Kidney survival curve in patients with and without extracapillary proliferation in the patients who did not meet inclusion criteria of the Oxford classification. The patients who did not meet inclusion criteria of Oxford classification had a UP-UCR <0.5 or eGFR <30 ml/min per 1.73 m2 at the time of renal biopsy or follow-up period was <12 months. Kidney survival of patients with extracapillary proliferation was significantly lower than those without it (P < 0.01). The kidney survival rapidly declined within 5 years from the biopsy in patients with extracapillary proliferation. The number of patients remaining at 60, 120, 180, and 240 months of follow-up are shown at the bottom.

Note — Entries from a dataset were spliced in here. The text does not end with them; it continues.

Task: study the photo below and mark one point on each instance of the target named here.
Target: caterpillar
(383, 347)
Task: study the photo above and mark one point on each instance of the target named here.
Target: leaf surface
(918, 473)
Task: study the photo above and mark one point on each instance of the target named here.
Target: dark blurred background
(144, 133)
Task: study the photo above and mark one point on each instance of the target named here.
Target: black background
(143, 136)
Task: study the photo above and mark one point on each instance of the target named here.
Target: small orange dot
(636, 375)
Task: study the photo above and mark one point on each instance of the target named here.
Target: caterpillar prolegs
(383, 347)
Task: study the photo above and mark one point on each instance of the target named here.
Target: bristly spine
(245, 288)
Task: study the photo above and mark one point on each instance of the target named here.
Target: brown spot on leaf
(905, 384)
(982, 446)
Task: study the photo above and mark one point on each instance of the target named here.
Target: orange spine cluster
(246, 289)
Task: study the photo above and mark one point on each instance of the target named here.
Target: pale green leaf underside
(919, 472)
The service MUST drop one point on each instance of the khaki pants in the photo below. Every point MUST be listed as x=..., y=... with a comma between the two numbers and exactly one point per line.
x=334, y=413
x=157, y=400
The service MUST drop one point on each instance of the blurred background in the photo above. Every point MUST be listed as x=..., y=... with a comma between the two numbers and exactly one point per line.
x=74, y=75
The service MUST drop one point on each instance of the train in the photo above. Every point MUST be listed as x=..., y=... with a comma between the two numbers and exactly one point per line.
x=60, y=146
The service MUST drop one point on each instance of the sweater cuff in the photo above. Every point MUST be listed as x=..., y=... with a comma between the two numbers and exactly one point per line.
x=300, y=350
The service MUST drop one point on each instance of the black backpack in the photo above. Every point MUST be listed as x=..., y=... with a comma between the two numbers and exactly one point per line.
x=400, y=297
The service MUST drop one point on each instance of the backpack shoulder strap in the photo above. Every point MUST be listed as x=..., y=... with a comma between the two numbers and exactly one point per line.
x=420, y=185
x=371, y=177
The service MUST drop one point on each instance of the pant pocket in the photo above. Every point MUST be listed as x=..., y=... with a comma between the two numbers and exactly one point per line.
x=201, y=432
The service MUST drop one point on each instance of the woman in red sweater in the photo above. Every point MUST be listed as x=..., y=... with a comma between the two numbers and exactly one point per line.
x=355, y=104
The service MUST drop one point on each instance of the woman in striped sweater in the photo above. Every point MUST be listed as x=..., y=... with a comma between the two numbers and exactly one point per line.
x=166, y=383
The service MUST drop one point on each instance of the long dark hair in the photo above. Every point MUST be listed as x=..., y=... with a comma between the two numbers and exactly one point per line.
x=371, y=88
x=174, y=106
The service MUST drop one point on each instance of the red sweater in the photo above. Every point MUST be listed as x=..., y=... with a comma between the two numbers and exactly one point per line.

Comparisons of Clinical Characteristics and Pathologic Parameters among Groups A, B, and C
There were 254 patients in group A, 416 in B, and 32 patients in C. Clinical characteristics were compared among the three groups (Table 5). Age was youngest in group A, middle in B, and oldest in C (P < 0.01 in all comparisons). There were no statistical differences in gender distribution among the groups. Mean arterial pressure was lowest in group A, moderate in B, and highest in C (P < 0.01 in all comparisons). eGFR was highest in group A, moderate in B, and lowest in C (P < 0.01 in all comparisons). UP-UCR was mildest in group A, moderate in B, and most severe in C (P < 0.01 in all comparisons). The percentage of patients with steroid treatment was significantly higher in groups B and C than in A (P < 0.01, in both comparisons). The percentage of patients treated with ACEI and/or ARB was significantly higher in groups B and C than in A (P < 0.01, in both comparisons). The follow-up period was shortest in group C, moderate in A, and longest in B (P < 0.01, in both comparisons). The percentage of patients who developed ESRF was lowest in group A, average in B, and highest in C (P < 0.01 in all comparisons).
Table 5.
Clinical characteristics and follow-up data in patients who met inclusion criteria of Oxford classification and those who did not meet them
| Group A, eGFR ≥30, UP-UCR <0.5 | Group B, eGFR ≥30, UP-UCR ≥0.5 | Group C, eGFR <30 | Pa | |
|---|---|---|---|---|
| No. patients | 254 | 416 | 32 | <0.01 |
| Age (years) | 24 (8 to 70) | 33 (8 to 72)b | 45 (15 to 82)b,c | 0.4 |
| Women (%) | 59 | 58 | 47 | <0.01 |
| BMI | 21 ± 3 | 22 ± 3b | 23 ± 3b | <0.01 |
| MAP (mmHg) | 86 ± 13 | 94 ± 14b | 112 ± 17b,c | <0.01 |
| eGFR (ml/min per 1.73 m2) | 95 ± 32 | 80 ± 33b | 19 ± 6b,c | <0.01 |
| CKD stages 1/2/3/4/5 (%) | 53/39/8/0/0 | 31/39/30/0/0b | 0/0/0/72/28b,c | <0.01 |
| UP-UCR (g/gcr) | 0.15 (0 to 0.49) | 1.43 (0.5 to 17)b | 4.73 (0 to 15.9)b,c | <0.01 |
| Follow-up data | ||||
| steroid (%) | 15 | 42b | 44b | <0.01 |
| ACEI/ARB (%) | 22 | 45b | 48b | <0.01 |
| follow-up (months) | 57 (12 to 261) | 69 (12 to 281)b | 26 (6 to 147)b,c | <0.01 |
| ESRF (%) | 2 | 13b | 81b,c | <0.01 |
Abbreviations: BMI, body mass index; MAP, mean arterial pressure; eGFR, estimated glomerular filtration rate; CKD, chronic kidney disease; UP-UCR, urinary protein creatinine excretion ratio; ACEI, angiotensin converting enzume inhibitor; ARB, angiotensin receptor blocker; ESRF, end-stage renal failure.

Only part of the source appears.